BREXIT has increased support for Scottish independence, a new poll has revealed.

The massive survey of more than 2000 people was carried out for Progress Scotland, the pro-independence organisation set up by the SNP’s former depute leader Angus Robertson.

It revealed that 63% of undecided voters believe Brexit makes Scottish independence more likely, and 45% say that Brexit has changed their view on Scottish independence.

The poll also showed that voters are now more concerned about Scotland’s membership of the EU than the NHS or the future of the economy.

Of those polled, just 22% of voters said Europe was an “important issue” when they came to make their mind up in 2014.

More than half, 56% , of the undecided voters told the pollsters that they would be “more likely to vote for independence” if the UK crashes out of Europe with no deal.

But 49% said they were “waiting to see what impact Brexit has on” them personally “before deciding how I would vote in another independence referendum”.

Just 23% of those undecided believe leaving the EU will be “good for the Scottish economy in the long-term”.

And 66% said an independent Scotland should join the EU.

Polling expert Mark Diffley, who designed the questions for the Progress Scotland poll said the results of the poll wasn’t too surprising.

He said: “Since June 2016, politics across the UK has been dominated by the issue of Brexit.

“It is therefore unsurprising that, on the day that the UK had been due to leave the EU, new polling highlights the pivotal role that the issue of EU membership and Brexit is likely to play in any future Scottish independence referendum.

“Progress Scotland’s new poll of more than 2000 people in Scotland makes for interesting reading in understanding how voters view the relationship between Brexit and independence.

“The importance of the EU as an issue which drives opinion on independence has doubled; 22% of voters put EU membership in the top two or three issues which determined their vote in 2014.

“Now, that figure is 43%, making it the single most important issue for voters in another referendum.

“The poll provides further evidence of how the issue of the EU might impact on voters who have no firm position on the independence question.

“The poll suggests that this cohort of ‘open-minded’ Scots has both strong views on the EU and is reassessing its views on independence in light of the Brexit debate.”

Robertson welcomed the findings, saying they illustrated “the significant impact that Brexit is having on the views of open-minded people towards Scottish independence”.

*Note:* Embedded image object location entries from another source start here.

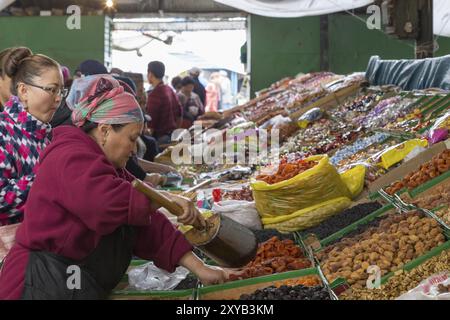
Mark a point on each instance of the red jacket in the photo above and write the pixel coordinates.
(77, 198)
(165, 109)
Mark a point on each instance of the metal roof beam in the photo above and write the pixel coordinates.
(179, 26)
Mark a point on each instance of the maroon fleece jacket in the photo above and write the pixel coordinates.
(78, 197)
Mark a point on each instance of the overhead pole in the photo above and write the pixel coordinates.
(425, 40)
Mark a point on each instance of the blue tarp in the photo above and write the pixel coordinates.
(410, 74)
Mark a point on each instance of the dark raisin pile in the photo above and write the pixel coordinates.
(289, 293)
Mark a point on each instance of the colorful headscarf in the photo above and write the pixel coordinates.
(103, 100)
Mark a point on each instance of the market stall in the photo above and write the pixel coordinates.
(360, 194)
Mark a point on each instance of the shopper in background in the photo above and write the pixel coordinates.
(90, 67)
(213, 93)
(91, 216)
(176, 83)
(162, 105)
(5, 81)
(36, 92)
(199, 89)
(190, 101)
(225, 86)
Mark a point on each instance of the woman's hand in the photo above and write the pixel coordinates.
(209, 275)
(155, 179)
(190, 211)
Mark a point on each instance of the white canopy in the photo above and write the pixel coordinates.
(303, 8)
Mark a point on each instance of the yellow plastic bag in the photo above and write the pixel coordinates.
(397, 153)
(354, 179)
(309, 217)
(312, 187)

He added: “This is just the beginning of our work, which over time will allow us to better understand an ever growing number of people in Scotland who are open-minded towards independence.”

The datasets behind the polling, carried out by Survation were inadvertently and briefly posted online. They revealed that while 40% of Scottish voters supported remaining in the, just 24% were completely sure they wanted to leave the UK, but 56% of voters were still undecided and tempted by independence. 

Earlier this month a poll revealed that Scottish voters would rather have independence than either a no-deal Brexit or Theresa May’s Brexit deal.

The Panelbase survey, carried out for Wings Over Scotland, also indicated that Scots were more likely to back independence over remaining in the UK and accepting the sort of hard Brexit favoured by Jacob Rees-Mogg.

The poll showed support among Scottish voters for staying in the EU has skyrocketed to 66%, up from the 62% who backed remaining in 2016’s vote.

When given a straight choice between Scottish independence and a no-deal Brexit, voters chose independence 52% to 48%.

Then, when asked to pick between Scottish independence and May’s as-yet-to-be-agreed Brexit deal, voters plumped for independence 53% to 47%.

At a recent event at the University of Glasgow, Foreign Secretary Jeremy Hunt said May would, “of course”, say no to a request for new referendum.

Hunt, who is one of the favourites be the next Tory leader, said: “The answer of course will be ‘no’ for the very simple reason we think the Scottish Government should be focused on the concerns of Scottish voters – which is not to have another very divisive independence referendum.”